A phone rang. We could hear snatches of the conversation, which seemed to involved whether somebody's wife was having an affair. Peter abruptly hung up. "When these corporate preppies try to block me, they better be ready to go to war!" he shouted. "My guys can dig up anything, and I'll use it. The chairman's wife is fooling around with a tennis pro," he said disgustedly," and they think they are going to get away with trying to crown-jewel me. What is this? The Yale-Harvard game? That crud won't be able to show his face at Augusta when I get through with him."
The investment banker seemed to love it, even though I knew he had gone to Yale. "Go get 'em Peter. That's why you're so great. How can they say LBO funds are parasitic vultures that produce nothing when you're doing creative stuff like this? Big companies shouldn't be run by clowns whose wives fall for guys in short pants. You're the market economy at work, at the cutting edge of reforming the nature of capitalism, America at its best."

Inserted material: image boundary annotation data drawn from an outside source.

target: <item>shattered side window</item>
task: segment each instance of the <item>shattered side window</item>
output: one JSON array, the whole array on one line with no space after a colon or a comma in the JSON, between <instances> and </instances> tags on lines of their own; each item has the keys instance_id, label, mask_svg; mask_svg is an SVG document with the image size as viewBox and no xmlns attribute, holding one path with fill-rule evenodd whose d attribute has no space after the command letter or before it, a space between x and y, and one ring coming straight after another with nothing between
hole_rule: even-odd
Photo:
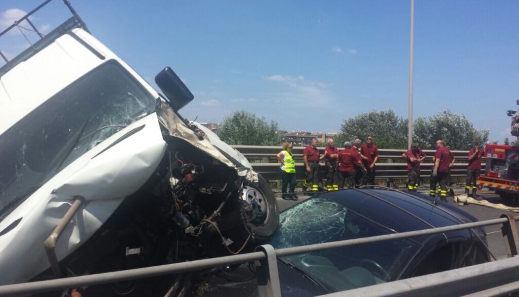
<instances>
[{"instance_id":1,"label":"shattered side window","mask_svg":"<svg viewBox=\"0 0 519 297\"><path fill-rule=\"evenodd\" d=\"M310 198L281 213L279 226L269 243L282 249L394 233L376 223L376 218L364 217L325 197ZM412 239L402 239L335 248L280 260L325 289L338 291L397 279L420 248Z\"/></svg>"},{"instance_id":2,"label":"shattered side window","mask_svg":"<svg viewBox=\"0 0 519 297\"><path fill-rule=\"evenodd\" d=\"M49 98L0 135L0 221L58 172L155 108L154 98L113 60Z\"/></svg>"}]
</instances>

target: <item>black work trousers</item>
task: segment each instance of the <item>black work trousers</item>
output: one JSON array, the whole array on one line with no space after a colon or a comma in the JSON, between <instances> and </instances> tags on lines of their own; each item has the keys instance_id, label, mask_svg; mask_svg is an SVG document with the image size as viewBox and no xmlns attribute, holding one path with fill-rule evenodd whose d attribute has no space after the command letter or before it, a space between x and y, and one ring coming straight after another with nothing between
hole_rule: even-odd
<instances>
[{"instance_id":1,"label":"black work trousers","mask_svg":"<svg viewBox=\"0 0 519 297\"><path fill-rule=\"evenodd\" d=\"M310 172L306 173L306 179L303 183L303 190L306 190L310 184L312 185L312 191L317 192L318 190L317 173L319 169L319 162L316 161L314 162L308 162L308 166L310 167ZM305 170L306 169L305 169Z\"/></svg>"},{"instance_id":2,"label":"black work trousers","mask_svg":"<svg viewBox=\"0 0 519 297\"><path fill-rule=\"evenodd\" d=\"M344 184L347 183L348 188L353 188L354 186L353 183L354 172L346 172L346 171L339 171L340 181L339 182L339 188L344 189Z\"/></svg>"},{"instance_id":3,"label":"black work trousers","mask_svg":"<svg viewBox=\"0 0 519 297\"><path fill-rule=\"evenodd\" d=\"M438 172L436 176L431 176L431 187L429 195L431 196L436 196L436 186L440 183L440 197L442 199L447 199L447 179L449 173L447 171Z\"/></svg>"},{"instance_id":4,"label":"black work trousers","mask_svg":"<svg viewBox=\"0 0 519 297\"><path fill-rule=\"evenodd\" d=\"M284 195L286 193L286 188L290 185L289 192L293 193L295 190L295 173L281 172L281 193Z\"/></svg>"},{"instance_id":5,"label":"black work trousers","mask_svg":"<svg viewBox=\"0 0 519 297\"><path fill-rule=\"evenodd\" d=\"M367 172L366 173L365 177L364 178L364 185L374 185L375 184L375 170L376 166L374 166L373 168L370 168L369 166L366 166L366 170Z\"/></svg>"},{"instance_id":6,"label":"black work trousers","mask_svg":"<svg viewBox=\"0 0 519 297\"><path fill-rule=\"evenodd\" d=\"M471 188L472 189L472 194L475 195L477 190L476 184L477 176L480 175L479 169L467 169L467 180L465 181L465 192L468 193Z\"/></svg>"},{"instance_id":7,"label":"black work trousers","mask_svg":"<svg viewBox=\"0 0 519 297\"><path fill-rule=\"evenodd\" d=\"M326 170L326 187L329 191L337 190L339 184L339 170L337 163L327 162L325 164Z\"/></svg>"},{"instance_id":8,"label":"black work trousers","mask_svg":"<svg viewBox=\"0 0 519 297\"><path fill-rule=\"evenodd\" d=\"M365 175L366 172L364 171L360 166L355 166L355 174L353 177L353 181L355 182L355 187L358 188L362 184L364 179L366 178Z\"/></svg>"},{"instance_id":9,"label":"black work trousers","mask_svg":"<svg viewBox=\"0 0 519 297\"><path fill-rule=\"evenodd\" d=\"M407 189L416 191L420 183L420 169L413 168L407 171Z\"/></svg>"}]
</instances>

Peter nodded and looked at me. "Now, tell me, what do you do? What do you want?"
I went into an abbreviated version of my usual Traxis pitch, but abruptly he cut me off.
"How many bets do you usually have in your portfolio?"
"Somewhere between 20 and 25. We do use leverage so we want to have some diversification."
"I don't believe in diversification. I don't like people or wines equally, so why build a portfolio equally? Own monster positions of what you really like and leverage them up, or else you're only practicing. It's all greed versus fear, and risk control is a misallocation of energy."
I was tongue-tied. He went on: "My master is my purse! You'd better believe it! Everything is for sale except my kids and maybe my wife. I'm an investment nymphomaniac. He who has the most money when he dies, wins. But I want to do good in the world, too. With the amount of money I give away I should be a trustee of the Museum of Natural History and the Ford Foundation instead of those stingy stuffed shirts they have on their boards."
He looked at me intently. "Did you know I give a lot to charity -- religious studies, funding scholarships for black kids, work on reincarnation. The press never mentions it. They just yack about how many people I fire when I buy a company. It's a conspiracy." Suddenly his mood changed. "But I have to jump. Thanks for coming by. Good luck!" The phone was ringing again.
"The reincarnation studies," the investment banker said disgustedly as we waited for the elevator. "Probably he's interested so he can find out who he is coming back as and then he can leave his money to himself. Good luck."
Seems ominous that everybody is wishing us good luck.